Probably the biggest difference between the role of the GP and the other professionals who have already told their story here is that Maternity care is one strand of what we do. A GP will often look after a Mother or a couple prior to conception, then on through their pregnancy into the postnatal period, and beyond. The GP will be responsible for the care of baby, siblings and often Dad too, so we have a unique perspective and a responsibility to promote and protect the health of the whole family unit.
Rather than meaning we just ‘didn’t specialise in anything’, being a General Practitioner means that we have to know a fair amount about lots of things- both medical and social. After congratulating a mother on her new pregnancy, we might be supporting someone with serious mental health problems, diagnosing a possible heart attack or helping adjust a patient’s blood pressure medications- and each case is expected to be managed in around 10 minutes!
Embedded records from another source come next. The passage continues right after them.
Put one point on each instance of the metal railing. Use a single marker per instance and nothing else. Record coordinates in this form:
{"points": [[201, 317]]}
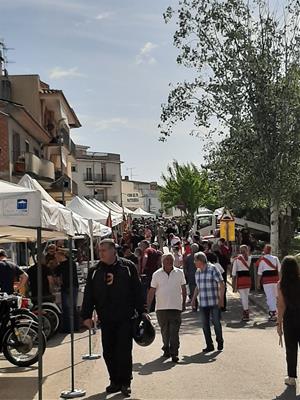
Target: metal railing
{"points": [[101, 178], [27, 162]]}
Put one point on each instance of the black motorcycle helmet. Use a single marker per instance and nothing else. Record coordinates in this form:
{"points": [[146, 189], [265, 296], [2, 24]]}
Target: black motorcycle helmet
{"points": [[143, 331]]}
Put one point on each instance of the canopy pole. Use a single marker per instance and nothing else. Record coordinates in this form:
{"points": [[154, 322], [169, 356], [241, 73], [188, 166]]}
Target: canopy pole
{"points": [[92, 242], [72, 393], [40, 316]]}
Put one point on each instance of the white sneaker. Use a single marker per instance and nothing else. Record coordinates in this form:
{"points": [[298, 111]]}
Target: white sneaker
{"points": [[290, 381]]}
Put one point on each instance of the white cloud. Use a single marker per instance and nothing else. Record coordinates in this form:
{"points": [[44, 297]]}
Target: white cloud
{"points": [[144, 56], [59, 73], [103, 15], [96, 124], [110, 124]]}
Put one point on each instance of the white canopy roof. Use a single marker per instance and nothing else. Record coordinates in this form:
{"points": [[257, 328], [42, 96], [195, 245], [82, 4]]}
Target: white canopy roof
{"points": [[21, 214], [140, 213], [117, 218], [115, 207], [56, 216], [83, 208], [19, 206]]}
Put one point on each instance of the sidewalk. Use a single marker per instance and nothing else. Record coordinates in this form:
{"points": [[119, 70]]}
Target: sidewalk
{"points": [[257, 298], [252, 365]]}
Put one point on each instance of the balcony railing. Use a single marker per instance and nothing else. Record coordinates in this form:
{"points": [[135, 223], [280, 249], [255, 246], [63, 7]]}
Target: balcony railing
{"points": [[30, 163], [99, 178], [66, 141]]}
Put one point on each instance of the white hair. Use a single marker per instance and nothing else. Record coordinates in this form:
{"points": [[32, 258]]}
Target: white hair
{"points": [[164, 256], [200, 256]]}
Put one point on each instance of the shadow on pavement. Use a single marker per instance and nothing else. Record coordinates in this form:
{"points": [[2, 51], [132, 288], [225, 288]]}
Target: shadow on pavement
{"points": [[288, 394], [157, 365], [200, 358], [17, 370], [104, 395], [63, 369], [60, 337], [16, 387]]}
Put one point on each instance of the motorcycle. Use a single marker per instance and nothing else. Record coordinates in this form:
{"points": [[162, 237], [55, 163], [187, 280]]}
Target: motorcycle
{"points": [[18, 337]]}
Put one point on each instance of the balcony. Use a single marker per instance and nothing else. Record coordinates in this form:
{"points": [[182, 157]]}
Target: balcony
{"points": [[63, 184], [29, 163], [98, 179], [69, 145]]}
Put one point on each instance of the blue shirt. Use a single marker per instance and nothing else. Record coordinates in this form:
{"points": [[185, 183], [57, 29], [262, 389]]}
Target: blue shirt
{"points": [[207, 284]]}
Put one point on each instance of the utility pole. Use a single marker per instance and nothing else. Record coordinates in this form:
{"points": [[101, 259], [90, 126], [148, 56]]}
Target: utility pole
{"points": [[61, 144], [131, 174]]}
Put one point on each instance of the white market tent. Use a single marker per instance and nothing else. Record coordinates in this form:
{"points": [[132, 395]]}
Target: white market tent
{"points": [[86, 210], [117, 218], [21, 214], [115, 207], [140, 213], [58, 217]]}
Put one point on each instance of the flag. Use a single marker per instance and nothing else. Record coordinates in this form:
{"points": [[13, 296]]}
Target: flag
{"points": [[109, 220], [125, 222]]}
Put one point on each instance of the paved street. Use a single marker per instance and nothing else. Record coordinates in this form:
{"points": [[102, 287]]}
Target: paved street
{"points": [[252, 366]]}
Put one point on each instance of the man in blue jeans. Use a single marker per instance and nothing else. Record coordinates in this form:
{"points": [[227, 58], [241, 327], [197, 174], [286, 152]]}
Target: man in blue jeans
{"points": [[210, 289]]}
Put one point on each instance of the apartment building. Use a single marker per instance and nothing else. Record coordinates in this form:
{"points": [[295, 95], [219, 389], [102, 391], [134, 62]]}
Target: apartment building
{"points": [[97, 174], [35, 125], [137, 194]]}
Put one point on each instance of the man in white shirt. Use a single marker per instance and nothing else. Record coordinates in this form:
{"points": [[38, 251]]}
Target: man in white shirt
{"points": [[168, 286], [268, 275], [241, 278]]}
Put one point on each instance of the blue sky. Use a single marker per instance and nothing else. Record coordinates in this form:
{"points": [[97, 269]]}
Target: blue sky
{"points": [[114, 60]]}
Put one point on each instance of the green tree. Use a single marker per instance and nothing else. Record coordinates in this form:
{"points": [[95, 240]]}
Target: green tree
{"points": [[247, 67], [187, 188]]}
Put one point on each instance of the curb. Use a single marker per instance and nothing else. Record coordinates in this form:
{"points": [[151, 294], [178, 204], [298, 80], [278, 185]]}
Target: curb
{"points": [[252, 300]]}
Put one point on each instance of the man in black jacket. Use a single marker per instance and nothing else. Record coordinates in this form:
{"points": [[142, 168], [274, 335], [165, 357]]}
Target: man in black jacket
{"points": [[113, 288]]}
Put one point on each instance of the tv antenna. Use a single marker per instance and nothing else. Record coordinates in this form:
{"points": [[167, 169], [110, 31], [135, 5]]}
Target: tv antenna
{"points": [[131, 173], [3, 58]]}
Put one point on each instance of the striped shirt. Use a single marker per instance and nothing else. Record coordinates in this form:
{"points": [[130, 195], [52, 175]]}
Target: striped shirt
{"points": [[207, 283]]}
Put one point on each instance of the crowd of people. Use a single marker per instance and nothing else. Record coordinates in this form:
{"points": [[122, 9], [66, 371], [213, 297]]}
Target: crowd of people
{"points": [[176, 271], [55, 277], [165, 266]]}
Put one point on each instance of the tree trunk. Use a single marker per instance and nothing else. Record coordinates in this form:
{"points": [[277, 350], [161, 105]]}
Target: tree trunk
{"points": [[274, 222], [286, 231]]}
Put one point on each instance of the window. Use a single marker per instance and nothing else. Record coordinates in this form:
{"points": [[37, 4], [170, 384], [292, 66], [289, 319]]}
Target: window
{"points": [[89, 174], [16, 146], [204, 221]]}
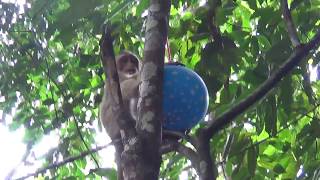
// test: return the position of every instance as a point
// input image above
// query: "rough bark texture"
(141, 154)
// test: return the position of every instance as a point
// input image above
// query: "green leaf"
(271, 115)
(252, 160)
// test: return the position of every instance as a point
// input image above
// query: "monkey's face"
(128, 65)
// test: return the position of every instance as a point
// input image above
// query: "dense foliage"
(50, 74)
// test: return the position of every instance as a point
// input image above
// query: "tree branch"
(296, 57)
(289, 23)
(172, 145)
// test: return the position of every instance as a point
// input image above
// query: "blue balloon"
(185, 98)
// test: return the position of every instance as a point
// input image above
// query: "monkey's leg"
(119, 149)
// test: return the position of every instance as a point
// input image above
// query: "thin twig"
(290, 25)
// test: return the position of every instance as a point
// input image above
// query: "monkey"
(128, 66)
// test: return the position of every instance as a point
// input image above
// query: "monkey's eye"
(131, 71)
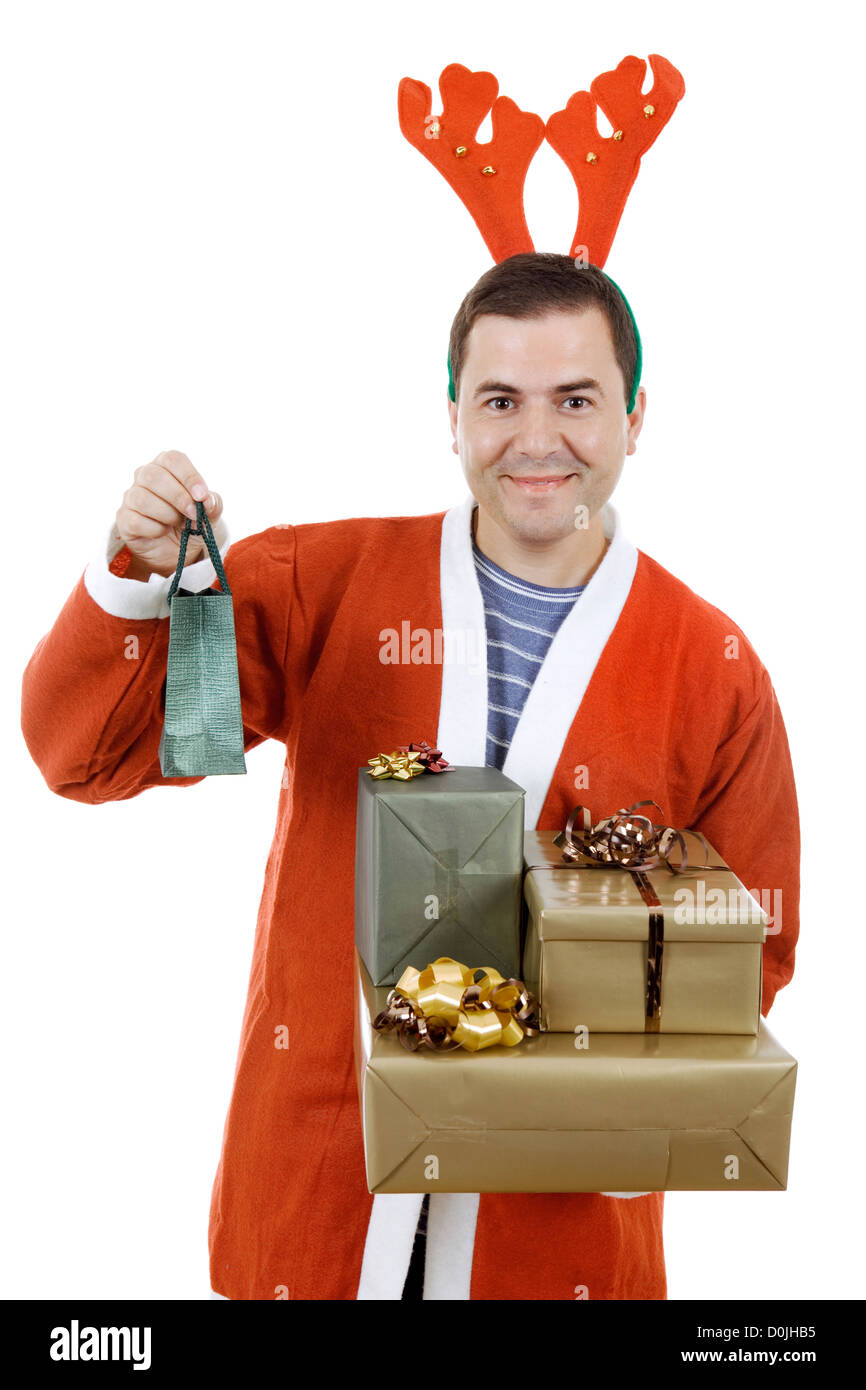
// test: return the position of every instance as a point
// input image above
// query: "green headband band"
(638, 364)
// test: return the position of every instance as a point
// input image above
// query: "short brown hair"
(533, 284)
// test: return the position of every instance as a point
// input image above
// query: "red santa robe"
(647, 691)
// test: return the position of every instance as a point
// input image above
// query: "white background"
(216, 239)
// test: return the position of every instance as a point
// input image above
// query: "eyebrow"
(587, 384)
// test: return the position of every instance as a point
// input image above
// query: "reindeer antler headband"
(489, 178)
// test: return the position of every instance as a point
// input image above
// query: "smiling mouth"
(540, 484)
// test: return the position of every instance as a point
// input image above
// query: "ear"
(452, 417)
(635, 420)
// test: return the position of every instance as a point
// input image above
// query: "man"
(602, 679)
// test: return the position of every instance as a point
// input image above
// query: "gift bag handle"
(202, 527)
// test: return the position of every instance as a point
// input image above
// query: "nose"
(537, 434)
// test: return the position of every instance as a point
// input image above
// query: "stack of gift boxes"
(528, 1020)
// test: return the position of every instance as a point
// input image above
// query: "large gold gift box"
(587, 947)
(628, 1112)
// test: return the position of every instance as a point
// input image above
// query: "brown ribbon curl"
(635, 844)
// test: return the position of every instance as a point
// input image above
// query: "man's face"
(540, 423)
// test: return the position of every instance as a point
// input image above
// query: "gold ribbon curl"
(449, 1005)
(634, 844)
(407, 761)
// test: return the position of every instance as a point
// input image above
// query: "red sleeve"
(748, 811)
(93, 692)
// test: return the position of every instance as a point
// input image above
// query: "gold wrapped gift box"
(628, 1112)
(585, 950)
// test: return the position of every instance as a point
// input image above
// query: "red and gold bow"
(448, 1005)
(407, 761)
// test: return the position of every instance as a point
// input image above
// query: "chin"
(537, 524)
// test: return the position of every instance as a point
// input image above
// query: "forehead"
(559, 346)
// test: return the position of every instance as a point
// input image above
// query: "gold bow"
(627, 841)
(448, 1005)
(399, 765)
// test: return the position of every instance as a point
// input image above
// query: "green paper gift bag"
(203, 727)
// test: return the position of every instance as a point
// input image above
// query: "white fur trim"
(451, 1240)
(139, 598)
(463, 706)
(388, 1247)
(567, 669)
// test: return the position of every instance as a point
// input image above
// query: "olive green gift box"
(587, 943)
(438, 870)
(631, 1112)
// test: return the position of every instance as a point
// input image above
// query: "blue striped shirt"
(521, 620)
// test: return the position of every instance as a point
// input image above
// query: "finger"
(173, 476)
(153, 506)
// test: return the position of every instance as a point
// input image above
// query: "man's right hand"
(154, 512)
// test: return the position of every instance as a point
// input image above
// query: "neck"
(560, 565)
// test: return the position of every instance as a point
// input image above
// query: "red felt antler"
(488, 178)
(605, 167)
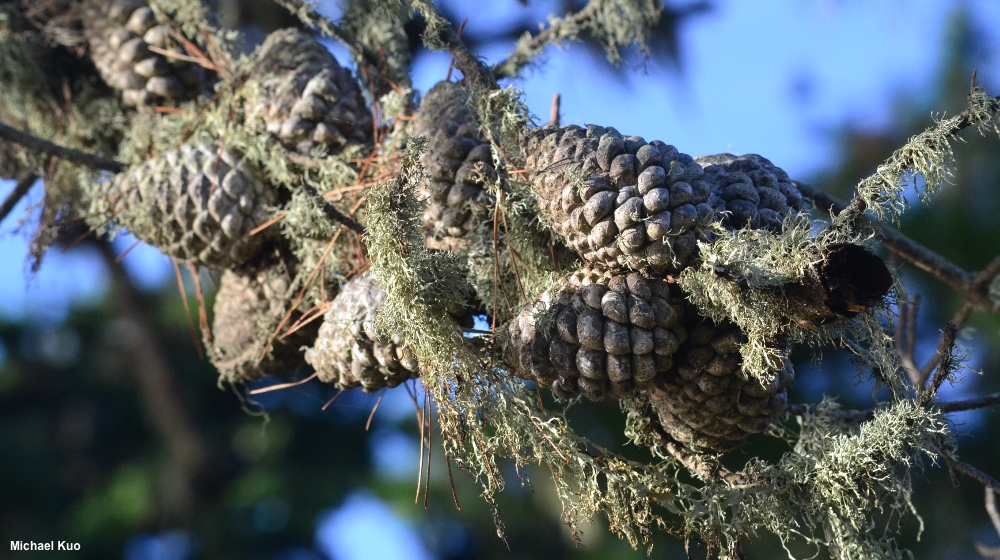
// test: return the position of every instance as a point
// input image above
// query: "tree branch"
(856, 208)
(945, 365)
(20, 189)
(972, 472)
(44, 146)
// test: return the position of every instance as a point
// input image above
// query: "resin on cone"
(306, 98)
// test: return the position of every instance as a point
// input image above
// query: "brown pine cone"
(124, 37)
(623, 202)
(306, 98)
(458, 162)
(248, 307)
(598, 333)
(349, 352)
(706, 402)
(195, 203)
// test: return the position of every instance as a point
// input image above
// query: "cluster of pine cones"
(634, 212)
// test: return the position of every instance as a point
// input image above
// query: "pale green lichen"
(614, 24)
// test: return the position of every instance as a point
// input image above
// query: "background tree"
(189, 463)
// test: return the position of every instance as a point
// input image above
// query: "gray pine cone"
(248, 307)
(623, 202)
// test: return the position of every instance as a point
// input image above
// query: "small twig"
(945, 366)
(45, 147)
(972, 472)
(331, 211)
(475, 72)
(556, 100)
(905, 336)
(20, 190)
(991, 509)
(529, 48)
(331, 29)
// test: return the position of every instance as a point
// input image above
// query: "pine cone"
(706, 402)
(124, 36)
(755, 192)
(249, 306)
(307, 99)
(599, 332)
(623, 202)
(349, 352)
(196, 203)
(458, 162)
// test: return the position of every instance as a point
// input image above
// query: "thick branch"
(44, 146)
(15, 196)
We have to be quick to use our common sense and apply our training to help when unusual circumstances arise. We might be dealing with common and chronic conditions one minute and then have to respond with urgency to an emergency the next minute. GPs have specialist training in the ‘art’ of the consultation: good listening, communication skills, negotiation and viewing a whole person rather than just an organ or a medical problem. It is our responsibility to be aware when we have reached the limits of our own expertise and when Specialist input is needed. We have to be good team-mates to our Practice colleagues and work with many people who we will never meet, over the phone, by email and by letter.
A GP might work ‘single handed’ (increasingly less common) or together with Partners to run their own Surgery either with a dedicated list of patients that they know well, or in a Group Practice where patients can see any of the doctors they choose. Alternatively, they can work as employees (Salaried doctors) or do sessional work (Locums doctors). Some GPs develop a special interest and increase their knowledge and skills in a particular area of medicine- for example Dermatology, Women’s Health, GP Training or Clinical Commissioning.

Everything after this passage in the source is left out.